Far sorgere domande in un pubblico intelligente

Soggiornando nel ranch insieme agli altri ospiti, Ariel si rende conto che la superstar degli anni Novanta è a capo di una setta. Ed è attorno a questo tema che si snoda il film. Una rappresentazione della popolarità e della fama come un culto malsano. "Opus è la mia teoria sul tribalismo. Il mio approccio è quello di dire qualcosa che è pesante, importante e controverso nel modo più divertente possibile. Quando utilizziamo la parola celebrità andiamo ben oltre il semplice concetto di intrattenimento. Potremmo fare nomi, ma non li faremo (ride, ndr)", racconta il regista.

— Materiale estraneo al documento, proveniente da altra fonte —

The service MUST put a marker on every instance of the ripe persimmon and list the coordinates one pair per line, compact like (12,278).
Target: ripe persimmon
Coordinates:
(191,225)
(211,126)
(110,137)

Opus Ayo Edebiri John Malkovich
Edebiri e John Malkovich

"Semplicemente - continua - credo che tutti noi abbiamo delle persone o delle personalità a cui siamo strettamente correlate e legate come individui e come società. E quindi c'è un po' questa lotta per cui il mio idolo è il migliore del tuo. Ecco, queste sono stronzate".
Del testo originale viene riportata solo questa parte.